Advice by Sport
This is a key criterion when you choose hiking poles. The more lightweight your pole, the easier it will be to handle and the less energy you'll use. Its weight depends on what it is made of. For occasional and regular hikers, an aluminium pole will be enough. For more intensive hikes or if you prefer a more rigid, lightweight pole, you should opt for carbon.
The sections are the parts making up the pole. The more sections it has, the more compact it is once collapsed. Generally speaking, you can choose hiking poles that are between two or three sections. Choose your pole according to the collapsed length (rather than the number of sections) for storage purposes. For hikes with many stretches where you need to secure your poles to your backpack, for example when climbing ladders, you'll prefer 3-section poles.

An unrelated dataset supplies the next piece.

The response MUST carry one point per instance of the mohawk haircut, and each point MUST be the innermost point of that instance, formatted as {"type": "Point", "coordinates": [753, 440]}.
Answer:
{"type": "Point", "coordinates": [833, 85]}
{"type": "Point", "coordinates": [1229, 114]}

Indispensable to ensure your pole is adapted to your height and the terrain you are hiking over, this criterion is very important in how choosing hiking poles. There are two adjustment systems. Clips are external. They work quickly and easily. They are also very safe since you can easily check whether your pole has been properly secured. Screws are internal, and rather harder to get used to, however they are more lightweight. You may tend to want to screw the poles up really tight to be sure they don't come loose, however, you mustn't screw them too tightly, using tools, for example, otherwise you may not be able to unscrew them afterward.
The right basket depends on the season. For summer hiking over grass, dirt tracks, rocks and pebbles, you'll need a small one. Come winter, you'll prefer a bigger basket to avoid sinking in soft terrain like fresh snow for example. Baskets are interchangeable, so you can keep the same poles for summer and winter. We do not recommend large baskets in the summer because they can catch in pebbles and cause falls.